There was a rowboat on shore with oars.

I pulled the heavy wooden boat to the water’s edge, pushed it in and pinned the oars into the locks on each side.

The water was mirror calm close to shore, but ripples further out showed there to be a brisk offshore breeze. The second I hit the ripples, the wind turned my boat broadside and blew it out toward the middle of that wide open lake.

I had learned how to row, but my teenage arms were no match for Lake Winnipeg in this predicament.

I had also learned a year ago (in calm warm water) that you could get behind a boat and push it along with your legs and feet.

Wearing just shorts and a t-shirt, I jumped into the freezing water and tried to maneuver the boat toward shore. But the boat went further out. I realized I was not going to get back to shore without help.

My Dad and the others were watching on shore, horrified.

I stood up in the boat and hollered: “Get a motor boat!” That would be from the pier in the Town of Arnes two miles north.

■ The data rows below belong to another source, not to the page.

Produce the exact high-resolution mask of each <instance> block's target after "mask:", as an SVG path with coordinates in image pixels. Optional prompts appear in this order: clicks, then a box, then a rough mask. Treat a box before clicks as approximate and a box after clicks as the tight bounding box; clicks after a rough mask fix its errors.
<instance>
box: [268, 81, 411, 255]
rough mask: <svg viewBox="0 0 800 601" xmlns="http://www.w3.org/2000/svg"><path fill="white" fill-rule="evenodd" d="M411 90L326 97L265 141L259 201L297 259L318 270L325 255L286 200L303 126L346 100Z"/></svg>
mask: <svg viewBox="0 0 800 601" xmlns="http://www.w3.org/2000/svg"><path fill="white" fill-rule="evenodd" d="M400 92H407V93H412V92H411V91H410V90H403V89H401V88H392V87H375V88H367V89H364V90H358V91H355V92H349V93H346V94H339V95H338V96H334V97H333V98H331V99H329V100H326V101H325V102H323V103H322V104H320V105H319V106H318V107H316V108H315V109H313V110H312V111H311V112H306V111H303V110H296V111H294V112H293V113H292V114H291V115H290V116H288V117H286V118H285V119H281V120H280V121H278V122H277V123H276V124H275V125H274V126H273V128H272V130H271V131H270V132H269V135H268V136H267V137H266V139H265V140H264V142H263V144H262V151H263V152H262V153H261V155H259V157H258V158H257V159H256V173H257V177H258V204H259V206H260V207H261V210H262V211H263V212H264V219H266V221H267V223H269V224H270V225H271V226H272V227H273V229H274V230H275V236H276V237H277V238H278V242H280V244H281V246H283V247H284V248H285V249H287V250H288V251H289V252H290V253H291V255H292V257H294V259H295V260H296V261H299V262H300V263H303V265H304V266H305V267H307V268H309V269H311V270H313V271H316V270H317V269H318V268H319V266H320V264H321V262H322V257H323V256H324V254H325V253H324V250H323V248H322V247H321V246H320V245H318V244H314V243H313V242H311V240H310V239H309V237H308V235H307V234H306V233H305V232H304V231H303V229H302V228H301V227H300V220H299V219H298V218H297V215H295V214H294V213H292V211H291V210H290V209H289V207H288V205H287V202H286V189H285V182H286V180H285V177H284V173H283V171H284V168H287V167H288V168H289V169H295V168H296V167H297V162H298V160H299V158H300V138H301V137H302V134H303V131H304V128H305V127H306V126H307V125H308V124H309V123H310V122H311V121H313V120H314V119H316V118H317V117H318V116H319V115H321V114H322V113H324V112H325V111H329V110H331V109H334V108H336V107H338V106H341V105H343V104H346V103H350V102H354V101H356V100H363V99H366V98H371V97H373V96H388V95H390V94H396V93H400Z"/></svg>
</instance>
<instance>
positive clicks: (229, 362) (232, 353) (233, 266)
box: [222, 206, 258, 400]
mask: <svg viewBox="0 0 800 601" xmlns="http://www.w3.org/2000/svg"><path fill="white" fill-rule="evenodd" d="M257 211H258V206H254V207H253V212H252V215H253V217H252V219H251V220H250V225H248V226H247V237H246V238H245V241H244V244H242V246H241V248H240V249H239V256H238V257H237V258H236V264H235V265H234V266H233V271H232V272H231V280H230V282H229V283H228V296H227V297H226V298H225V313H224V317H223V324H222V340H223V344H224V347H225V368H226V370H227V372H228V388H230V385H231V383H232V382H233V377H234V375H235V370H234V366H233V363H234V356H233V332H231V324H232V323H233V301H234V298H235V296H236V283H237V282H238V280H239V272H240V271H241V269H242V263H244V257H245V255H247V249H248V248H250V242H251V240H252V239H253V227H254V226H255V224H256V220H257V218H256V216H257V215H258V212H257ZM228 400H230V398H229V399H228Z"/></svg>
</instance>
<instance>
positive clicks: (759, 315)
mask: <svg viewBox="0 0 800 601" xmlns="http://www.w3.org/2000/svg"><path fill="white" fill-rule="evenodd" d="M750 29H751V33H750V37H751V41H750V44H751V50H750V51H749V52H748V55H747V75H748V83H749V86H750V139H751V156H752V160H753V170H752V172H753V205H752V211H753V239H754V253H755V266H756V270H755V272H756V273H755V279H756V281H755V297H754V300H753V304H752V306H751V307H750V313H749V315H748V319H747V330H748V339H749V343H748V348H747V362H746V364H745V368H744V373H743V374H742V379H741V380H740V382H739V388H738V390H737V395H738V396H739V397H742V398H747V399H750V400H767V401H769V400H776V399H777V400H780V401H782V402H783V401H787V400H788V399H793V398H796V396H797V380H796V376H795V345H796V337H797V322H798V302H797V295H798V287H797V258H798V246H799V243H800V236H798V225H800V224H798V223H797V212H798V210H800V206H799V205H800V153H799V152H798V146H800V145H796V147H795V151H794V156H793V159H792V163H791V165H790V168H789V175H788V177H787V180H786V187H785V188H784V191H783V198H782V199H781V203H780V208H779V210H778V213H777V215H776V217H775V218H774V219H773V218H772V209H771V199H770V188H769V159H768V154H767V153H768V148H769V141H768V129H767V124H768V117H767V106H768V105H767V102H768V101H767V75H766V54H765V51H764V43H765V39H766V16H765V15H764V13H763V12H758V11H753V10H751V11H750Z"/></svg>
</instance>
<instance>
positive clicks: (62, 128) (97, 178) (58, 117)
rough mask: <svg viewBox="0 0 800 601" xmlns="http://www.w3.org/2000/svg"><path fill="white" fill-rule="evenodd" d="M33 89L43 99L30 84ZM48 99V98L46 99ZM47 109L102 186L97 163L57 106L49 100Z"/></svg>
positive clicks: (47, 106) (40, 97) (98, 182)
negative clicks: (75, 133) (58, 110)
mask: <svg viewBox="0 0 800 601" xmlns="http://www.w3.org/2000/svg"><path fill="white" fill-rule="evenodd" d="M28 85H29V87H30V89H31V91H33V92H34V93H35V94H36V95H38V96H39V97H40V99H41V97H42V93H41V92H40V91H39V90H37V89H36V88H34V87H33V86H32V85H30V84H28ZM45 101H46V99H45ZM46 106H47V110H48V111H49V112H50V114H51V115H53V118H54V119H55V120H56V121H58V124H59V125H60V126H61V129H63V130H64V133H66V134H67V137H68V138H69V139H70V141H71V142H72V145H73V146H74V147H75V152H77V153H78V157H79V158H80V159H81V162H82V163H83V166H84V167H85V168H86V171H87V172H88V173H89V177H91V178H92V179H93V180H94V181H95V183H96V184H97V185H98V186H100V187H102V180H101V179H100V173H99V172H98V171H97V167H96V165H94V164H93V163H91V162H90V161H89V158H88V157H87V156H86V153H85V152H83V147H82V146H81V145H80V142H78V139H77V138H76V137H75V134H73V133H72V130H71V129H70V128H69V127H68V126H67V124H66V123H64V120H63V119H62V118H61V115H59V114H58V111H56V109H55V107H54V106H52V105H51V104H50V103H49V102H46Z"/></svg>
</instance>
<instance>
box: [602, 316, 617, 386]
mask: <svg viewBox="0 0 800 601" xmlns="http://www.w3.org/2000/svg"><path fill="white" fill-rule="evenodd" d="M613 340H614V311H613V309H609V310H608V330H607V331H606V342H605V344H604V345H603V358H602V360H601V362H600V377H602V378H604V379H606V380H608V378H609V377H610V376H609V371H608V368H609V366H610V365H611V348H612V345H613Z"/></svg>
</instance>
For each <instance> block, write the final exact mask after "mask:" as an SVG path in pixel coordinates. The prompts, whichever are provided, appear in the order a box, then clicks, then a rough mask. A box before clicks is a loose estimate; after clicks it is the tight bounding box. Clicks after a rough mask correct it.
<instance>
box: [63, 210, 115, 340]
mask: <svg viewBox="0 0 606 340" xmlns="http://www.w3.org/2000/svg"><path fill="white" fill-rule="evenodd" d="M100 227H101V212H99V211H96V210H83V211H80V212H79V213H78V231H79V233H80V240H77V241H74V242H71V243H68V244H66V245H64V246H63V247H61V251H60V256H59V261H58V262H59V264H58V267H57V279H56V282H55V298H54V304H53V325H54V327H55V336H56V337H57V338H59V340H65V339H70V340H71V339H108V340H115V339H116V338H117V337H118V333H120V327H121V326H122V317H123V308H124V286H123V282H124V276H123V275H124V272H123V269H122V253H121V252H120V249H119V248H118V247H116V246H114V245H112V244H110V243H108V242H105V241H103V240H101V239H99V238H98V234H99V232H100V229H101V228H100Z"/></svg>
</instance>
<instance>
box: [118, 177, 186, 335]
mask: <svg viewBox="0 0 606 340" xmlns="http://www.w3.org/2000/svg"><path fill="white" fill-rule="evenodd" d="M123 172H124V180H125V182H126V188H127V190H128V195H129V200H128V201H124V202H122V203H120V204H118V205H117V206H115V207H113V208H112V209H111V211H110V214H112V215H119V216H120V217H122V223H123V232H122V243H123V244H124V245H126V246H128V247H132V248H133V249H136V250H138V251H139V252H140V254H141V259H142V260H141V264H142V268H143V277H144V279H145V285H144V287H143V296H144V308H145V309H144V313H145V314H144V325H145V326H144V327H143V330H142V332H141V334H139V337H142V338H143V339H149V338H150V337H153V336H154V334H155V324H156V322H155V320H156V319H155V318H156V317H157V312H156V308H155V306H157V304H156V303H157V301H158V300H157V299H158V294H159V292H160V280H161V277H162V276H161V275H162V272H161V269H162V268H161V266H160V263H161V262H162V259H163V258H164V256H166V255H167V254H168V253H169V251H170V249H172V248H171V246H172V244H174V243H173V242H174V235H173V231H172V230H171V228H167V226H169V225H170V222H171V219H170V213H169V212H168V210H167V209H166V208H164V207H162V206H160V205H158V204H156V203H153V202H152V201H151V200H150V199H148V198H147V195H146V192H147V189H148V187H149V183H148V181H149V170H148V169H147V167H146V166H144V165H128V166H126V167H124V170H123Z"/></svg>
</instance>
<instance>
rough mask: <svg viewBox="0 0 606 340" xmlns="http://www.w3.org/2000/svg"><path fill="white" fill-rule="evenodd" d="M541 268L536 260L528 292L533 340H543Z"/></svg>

But my Dad, listening to me shout in the wind, understood me to be saying “There’s water in the boat.” Panicked, he jumped in the car and drove to Arnes to find a fisherman who would rescue me.

I was tired and extremely cold. All I could do was wait.

Then it came.

The fisherman sidled by with his powerful vessel, tied a rope from my bow to his stern and hauled my boat back to shore. Thankfully, he had a big nautical jacket I put on to get warm.

We arrived at camp. Normally my Dad would have been livid, but this time he just gave back the fisherman’s jacket, wrapped me in his own warm spring coat and said nothing.

My escapade had stopped everything, so painting the chapel would have to wait until another day. Everyone just wanted to go home.

Throughout this ordeal I never once thought I would drown, and I was not scared, just cold.